A infra-estrutura petrolífera a montante da Venezuela, especialmente sob a PDVSA, sofreu com mais de uma década de subinvestimento, pelo que alguns poços estão mecanicamente comprometidos, o reinício de poços fechados requer muitas vezes recondicionamento completo ou nova perfuração, e não uma simples reactivação, e a manutenção preventiva de rotina muitas vezes cessa.

O petróleo bruto não pode fluir ou ser exportado sem diluição, o que é bloqueado pelos EUA, enquanto as instalações de armazenamento, mistura e modernização sofreram, com muitas a operar abaixo da capacidade nominal.

Mas, em teoria, se a Venezuela liderada pelos EUA conseguir aumentar a produção com rapidez suficiente no futuro, a OPEP enfrentará um excesso de oferta ou ajustará as quotas. Isto dá a Washington uma influência indirecta mas importante dentro do grupo e sobre a oferta global, perturbando o delicado equilíbrio que os membros têm tentado manter durante anos.

Os vizinhos da Ásia Ocidental, o Irão e a Arábia Saudita, também serão directamente afectados se Caracas se inclinar para os EUA a longo prazo.

Após a queda dos principais líderes do “eixo de resistência” apoiado por Teerão nos últimos dois anos, o establishment anti-EUA e anti-Israel no Irão perdeu outro aliado fundamental: Maduro.

O Irão também tem sido prejudicado nos seus esforços para desenvolver o seu sector petrolífero devido às rigorosas sanções ocidentais e, tal como a Venezuela sob Maduro, o Irão envia a maior parte do seu petróleo para a China através de uma frota obscura de navios a preços fortemente descontados.

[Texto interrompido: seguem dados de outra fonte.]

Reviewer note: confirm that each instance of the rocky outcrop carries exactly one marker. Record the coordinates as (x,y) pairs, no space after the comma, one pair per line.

Um retorno firme do petróleo venezuelano ao mercado enfraqueceria ainda mais o petróleo iraniano.

A Arábia Saudita não tem sido um aliado próximo do establishment de Maduro como o Irão, mas se a Venezuela regressar corre o risco de um futuro excesso de oferta que poderá empurrar os preços globais para baixo. Isso poderia forçar Riade a cortar a produção e minar a sua liderança em preços no mercado global.